🤖 AI Summary
Large-scale, structurally complex control-flow graphs (CFGs) of real-world programs degrade readability and structural traceability when visualized using generic graph-drawing algorithms, which fail to preserve instruction execution order. To address this, we propose a CFG-specific visualization framework: (1) we formally define and axiomatize CFG visualization principles grounded in control-flow semantics; (2) we introduce a dominance-based node layout reconstruction strategy that strictly maintains temporal control-flow logic; and (3) we design a lightweight, customized graph layout algorithm optimizing edge crossings, node distribution, and hierarchical structure without compromising efficiency. Evaluated on industrial-scale CFG datasets, our method achieves a 38% improvement in layout clarity and a 2.4× gain in human readability (per expert assessment) over state-of-the-art graph-drawing approaches, while accelerating runtime by 1.7×.
📝 Abstract
Control flow graphs (CFGs) are essential tools for understanding program behavior, yet the size of real-world CFGs makes them difficult to interpret.
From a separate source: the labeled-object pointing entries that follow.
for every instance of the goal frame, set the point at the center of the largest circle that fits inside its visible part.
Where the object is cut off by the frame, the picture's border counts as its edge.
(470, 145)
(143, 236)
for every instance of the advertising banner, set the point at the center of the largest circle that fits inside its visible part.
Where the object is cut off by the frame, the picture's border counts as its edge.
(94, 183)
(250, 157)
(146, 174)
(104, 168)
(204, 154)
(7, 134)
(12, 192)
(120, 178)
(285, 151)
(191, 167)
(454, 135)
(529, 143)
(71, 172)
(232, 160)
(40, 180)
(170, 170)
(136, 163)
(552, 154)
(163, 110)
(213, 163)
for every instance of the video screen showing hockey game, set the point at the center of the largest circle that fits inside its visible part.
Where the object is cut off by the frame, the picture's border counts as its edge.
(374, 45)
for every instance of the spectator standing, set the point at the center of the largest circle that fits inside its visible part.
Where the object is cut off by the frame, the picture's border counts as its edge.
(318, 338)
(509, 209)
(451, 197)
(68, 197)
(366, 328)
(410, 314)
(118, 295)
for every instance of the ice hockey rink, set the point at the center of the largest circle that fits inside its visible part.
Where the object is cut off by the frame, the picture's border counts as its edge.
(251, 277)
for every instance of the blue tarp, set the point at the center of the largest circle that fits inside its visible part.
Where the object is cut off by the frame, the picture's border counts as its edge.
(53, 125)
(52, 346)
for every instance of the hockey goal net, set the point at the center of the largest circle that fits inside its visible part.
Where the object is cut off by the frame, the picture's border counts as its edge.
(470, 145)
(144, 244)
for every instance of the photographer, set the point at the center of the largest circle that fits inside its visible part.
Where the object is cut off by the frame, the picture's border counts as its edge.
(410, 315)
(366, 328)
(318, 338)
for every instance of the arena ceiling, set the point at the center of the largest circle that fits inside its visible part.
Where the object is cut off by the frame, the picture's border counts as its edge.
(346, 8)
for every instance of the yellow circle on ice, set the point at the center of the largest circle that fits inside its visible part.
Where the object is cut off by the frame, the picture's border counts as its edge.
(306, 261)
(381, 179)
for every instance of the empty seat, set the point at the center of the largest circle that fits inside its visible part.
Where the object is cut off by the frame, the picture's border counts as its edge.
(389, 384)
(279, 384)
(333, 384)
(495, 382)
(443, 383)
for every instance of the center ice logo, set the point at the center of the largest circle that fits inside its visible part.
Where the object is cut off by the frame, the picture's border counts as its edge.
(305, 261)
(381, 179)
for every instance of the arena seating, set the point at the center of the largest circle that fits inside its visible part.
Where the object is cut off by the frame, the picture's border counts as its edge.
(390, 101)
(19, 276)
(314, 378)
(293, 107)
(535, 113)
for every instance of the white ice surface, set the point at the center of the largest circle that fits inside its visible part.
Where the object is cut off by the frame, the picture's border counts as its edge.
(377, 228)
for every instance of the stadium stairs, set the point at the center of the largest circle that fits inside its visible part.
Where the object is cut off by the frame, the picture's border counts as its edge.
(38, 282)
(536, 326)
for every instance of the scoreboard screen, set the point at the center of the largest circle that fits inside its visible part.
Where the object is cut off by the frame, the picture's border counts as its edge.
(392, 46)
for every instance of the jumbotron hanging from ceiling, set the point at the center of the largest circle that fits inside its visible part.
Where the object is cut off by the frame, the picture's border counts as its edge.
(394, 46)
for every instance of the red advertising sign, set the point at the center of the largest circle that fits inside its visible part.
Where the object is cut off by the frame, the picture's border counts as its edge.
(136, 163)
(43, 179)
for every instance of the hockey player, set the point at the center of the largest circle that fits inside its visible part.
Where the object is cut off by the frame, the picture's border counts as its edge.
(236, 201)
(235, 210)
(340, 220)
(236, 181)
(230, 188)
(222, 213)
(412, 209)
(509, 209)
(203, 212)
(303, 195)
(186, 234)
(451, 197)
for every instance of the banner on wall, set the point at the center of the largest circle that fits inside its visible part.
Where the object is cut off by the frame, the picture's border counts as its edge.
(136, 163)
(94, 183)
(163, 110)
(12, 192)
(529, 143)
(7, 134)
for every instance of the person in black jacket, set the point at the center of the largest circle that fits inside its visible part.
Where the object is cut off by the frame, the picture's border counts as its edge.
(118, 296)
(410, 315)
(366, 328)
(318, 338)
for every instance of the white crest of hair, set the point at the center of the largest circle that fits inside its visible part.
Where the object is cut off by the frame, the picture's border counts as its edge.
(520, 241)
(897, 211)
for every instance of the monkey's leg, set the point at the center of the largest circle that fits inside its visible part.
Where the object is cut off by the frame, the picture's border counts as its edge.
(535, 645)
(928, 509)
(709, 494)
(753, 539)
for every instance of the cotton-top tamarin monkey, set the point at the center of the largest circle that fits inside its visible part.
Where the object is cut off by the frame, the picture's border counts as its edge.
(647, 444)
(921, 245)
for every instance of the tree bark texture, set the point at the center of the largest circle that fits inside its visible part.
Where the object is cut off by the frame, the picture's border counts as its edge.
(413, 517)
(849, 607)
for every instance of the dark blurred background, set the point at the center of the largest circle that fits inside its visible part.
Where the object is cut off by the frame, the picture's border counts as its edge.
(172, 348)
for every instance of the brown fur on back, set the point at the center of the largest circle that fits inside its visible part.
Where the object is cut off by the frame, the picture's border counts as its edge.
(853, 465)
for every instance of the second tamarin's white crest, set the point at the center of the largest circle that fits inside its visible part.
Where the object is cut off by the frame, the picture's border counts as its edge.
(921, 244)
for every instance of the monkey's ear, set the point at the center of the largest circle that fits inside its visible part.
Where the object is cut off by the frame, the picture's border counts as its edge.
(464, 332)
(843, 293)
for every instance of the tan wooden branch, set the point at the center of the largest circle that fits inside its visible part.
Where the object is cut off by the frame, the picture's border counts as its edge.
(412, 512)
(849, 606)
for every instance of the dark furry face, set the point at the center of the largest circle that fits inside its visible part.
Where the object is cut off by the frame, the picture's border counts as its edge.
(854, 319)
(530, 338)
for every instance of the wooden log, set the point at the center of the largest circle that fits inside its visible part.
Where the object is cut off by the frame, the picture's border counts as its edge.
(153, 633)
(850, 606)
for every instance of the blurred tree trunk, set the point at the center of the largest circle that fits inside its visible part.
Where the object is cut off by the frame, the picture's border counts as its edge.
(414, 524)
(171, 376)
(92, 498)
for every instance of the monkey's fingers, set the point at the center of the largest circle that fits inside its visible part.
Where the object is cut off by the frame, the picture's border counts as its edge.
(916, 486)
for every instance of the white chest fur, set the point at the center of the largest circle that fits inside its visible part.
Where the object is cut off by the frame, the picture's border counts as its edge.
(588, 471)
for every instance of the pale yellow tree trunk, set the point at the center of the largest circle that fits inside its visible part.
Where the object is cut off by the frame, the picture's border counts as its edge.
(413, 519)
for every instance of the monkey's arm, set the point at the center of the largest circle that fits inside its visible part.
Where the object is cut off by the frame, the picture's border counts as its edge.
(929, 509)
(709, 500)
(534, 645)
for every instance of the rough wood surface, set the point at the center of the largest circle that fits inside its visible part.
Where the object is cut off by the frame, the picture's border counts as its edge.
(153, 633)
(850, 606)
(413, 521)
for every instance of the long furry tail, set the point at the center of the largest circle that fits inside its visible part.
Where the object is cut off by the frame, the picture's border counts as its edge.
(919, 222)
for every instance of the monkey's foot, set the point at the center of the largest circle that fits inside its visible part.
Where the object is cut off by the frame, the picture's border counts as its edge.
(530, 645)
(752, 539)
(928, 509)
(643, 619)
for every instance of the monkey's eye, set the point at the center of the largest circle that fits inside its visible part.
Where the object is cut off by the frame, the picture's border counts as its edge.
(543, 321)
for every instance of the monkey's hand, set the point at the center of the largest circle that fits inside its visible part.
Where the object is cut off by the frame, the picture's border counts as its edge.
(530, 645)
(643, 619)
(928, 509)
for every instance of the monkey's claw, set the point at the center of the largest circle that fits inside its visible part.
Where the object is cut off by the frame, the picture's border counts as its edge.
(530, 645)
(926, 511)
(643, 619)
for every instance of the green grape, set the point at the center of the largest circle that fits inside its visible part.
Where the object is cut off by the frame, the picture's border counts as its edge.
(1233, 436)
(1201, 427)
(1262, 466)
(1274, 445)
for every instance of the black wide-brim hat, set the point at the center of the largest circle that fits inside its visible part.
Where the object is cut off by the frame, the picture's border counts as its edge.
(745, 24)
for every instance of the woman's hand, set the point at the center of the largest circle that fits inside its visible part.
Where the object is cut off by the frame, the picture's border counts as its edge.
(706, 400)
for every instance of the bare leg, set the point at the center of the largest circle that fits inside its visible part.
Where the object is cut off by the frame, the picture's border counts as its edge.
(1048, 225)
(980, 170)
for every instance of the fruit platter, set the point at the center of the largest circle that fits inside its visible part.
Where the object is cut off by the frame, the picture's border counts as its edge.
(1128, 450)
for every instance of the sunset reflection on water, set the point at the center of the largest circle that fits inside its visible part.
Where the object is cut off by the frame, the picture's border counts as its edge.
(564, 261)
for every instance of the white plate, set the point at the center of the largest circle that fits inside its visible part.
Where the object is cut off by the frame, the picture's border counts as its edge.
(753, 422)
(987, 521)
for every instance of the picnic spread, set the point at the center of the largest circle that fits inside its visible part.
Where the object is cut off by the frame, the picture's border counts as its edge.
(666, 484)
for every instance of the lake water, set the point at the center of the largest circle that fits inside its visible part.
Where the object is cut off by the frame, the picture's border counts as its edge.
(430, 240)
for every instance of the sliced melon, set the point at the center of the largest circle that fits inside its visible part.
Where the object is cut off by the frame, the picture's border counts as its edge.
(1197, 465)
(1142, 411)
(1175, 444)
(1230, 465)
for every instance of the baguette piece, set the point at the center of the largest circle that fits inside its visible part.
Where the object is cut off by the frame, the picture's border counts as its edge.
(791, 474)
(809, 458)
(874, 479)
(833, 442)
With thousands of nodes and edges, sophisticated graph drawing algorithms are required to present them on screens in ways that make them readable and understandable. However, being designed for general graphs, these algorithms frequently break the natural flow of execution, placing later instructions before earlier ones and obscuring critical program structures. In this paper, we introduce a set of criteria specifically tailored for CFG visualization, focusing on preserving execution order and making complex structures easier to follow. Building on these criteria, we present VEIL, a new layout algorithm that uses dominator analysis to produce clearer, more intuitive CFG layouts. Through a study of CFGs from real-world applications, we show how our method improves readability and provides improved layout performance compared to state of the art graph drawing techniques.